Isso é interessante. Seagram envolveu uma estrutura muito padrão de Nova York, semelhante à que foi usada 50 anos antes para o Edifício Woolworth por seu engenheiro, Gunvald Aus, para acomodar a crescente demanda do vento conforme você vai do topo do edifício até o fundo. Você sabe, a força do vento em um edifício se acumula conforme você se aproxima do solo, então uma estrutura como Seagram precisava ser diferente no topo, no meio e na base, algo que não é de forma alguma visível do lado de fora, no geometria da arquitetura.

Lembro-me de Mies ter dito, sempre que a tecnologia atinge sua realização real, ela transcende em arquitetura.

Eu concordo. Phyllis Lambert aponta para um livro ela escreveu sobre o edifício Seagram que as torres que Mies projetou em Chicago com outro importante engenheiro, Frank Kornacker, eram muito flexíveis. Ela morava no último andar de um desses prédios e disse que podia sentir o prédio se mover com o vento e viu rachaduras nas paredes de gesso. A flexibilidade é uma escolha, não estritamente controlada por regulamentos. Normalmente, prédios de escritórios são mais flexíveis do que prédios de apartamentos porque uma coisa quando você está sentado em uma mesa e andando em um escritório e um prédio se move, outra quando você está deitado na cama. É por isso que os edifícios de escritórios em Nova York tendem a ser feitos de aço, e os edifícios de apartamentos muito altos, como o 432 Park, que veremos, são feitos de concreto. O concreto torna o edifício mais maciço, ou seja, menos inclinado a se mover quando o vento sopra, porque há mais inércia.

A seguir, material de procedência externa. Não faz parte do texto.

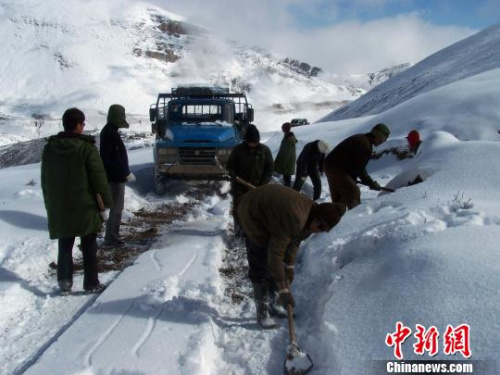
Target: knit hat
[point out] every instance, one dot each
(323, 146)
(286, 127)
(381, 131)
(330, 213)
(252, 134)
(413, 138)
(116, 116)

No caso de Seagram, Fred Severud disse que não iria permitir que o prédio se movesse como os prédios de Mies em Chicago. Ele queria uma estrutura muito, muito rígida. Então, ele também adicionou uma coluna dentro do núcleo, com a qual fez Mies concordar.

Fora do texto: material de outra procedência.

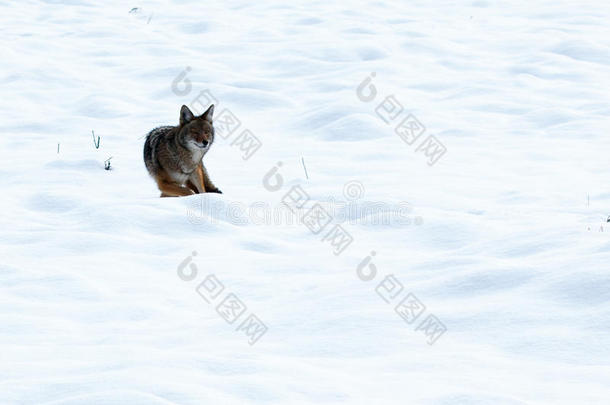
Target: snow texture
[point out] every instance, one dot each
(503, 237)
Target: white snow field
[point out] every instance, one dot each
(490, 282)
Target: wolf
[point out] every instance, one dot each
(173, 155)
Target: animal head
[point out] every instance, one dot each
(196, 133)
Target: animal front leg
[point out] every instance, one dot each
(195, 181)
(173, 190)
(209, 186)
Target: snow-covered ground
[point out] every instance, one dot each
(503, 239)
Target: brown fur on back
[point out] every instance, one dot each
(173, 154)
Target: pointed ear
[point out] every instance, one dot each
(207, 115)
(185, 115)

Cara, eu não posso chamar isso de caminhada se nunca nos movermos.

Vamos dar uma olhada no Black Rock.

Imagem

Crédito...CBS, via Getty Images

Imagem

Crédito...Sam Falk / The New York Times

De 1964.

Como Seagram, um monólito. Eero Saarinen foi o arquiteto. Próxima geração depois de Mies. Paul Weidlinger era o engenheiro.

Você costumava trabalhar para Weidlinger.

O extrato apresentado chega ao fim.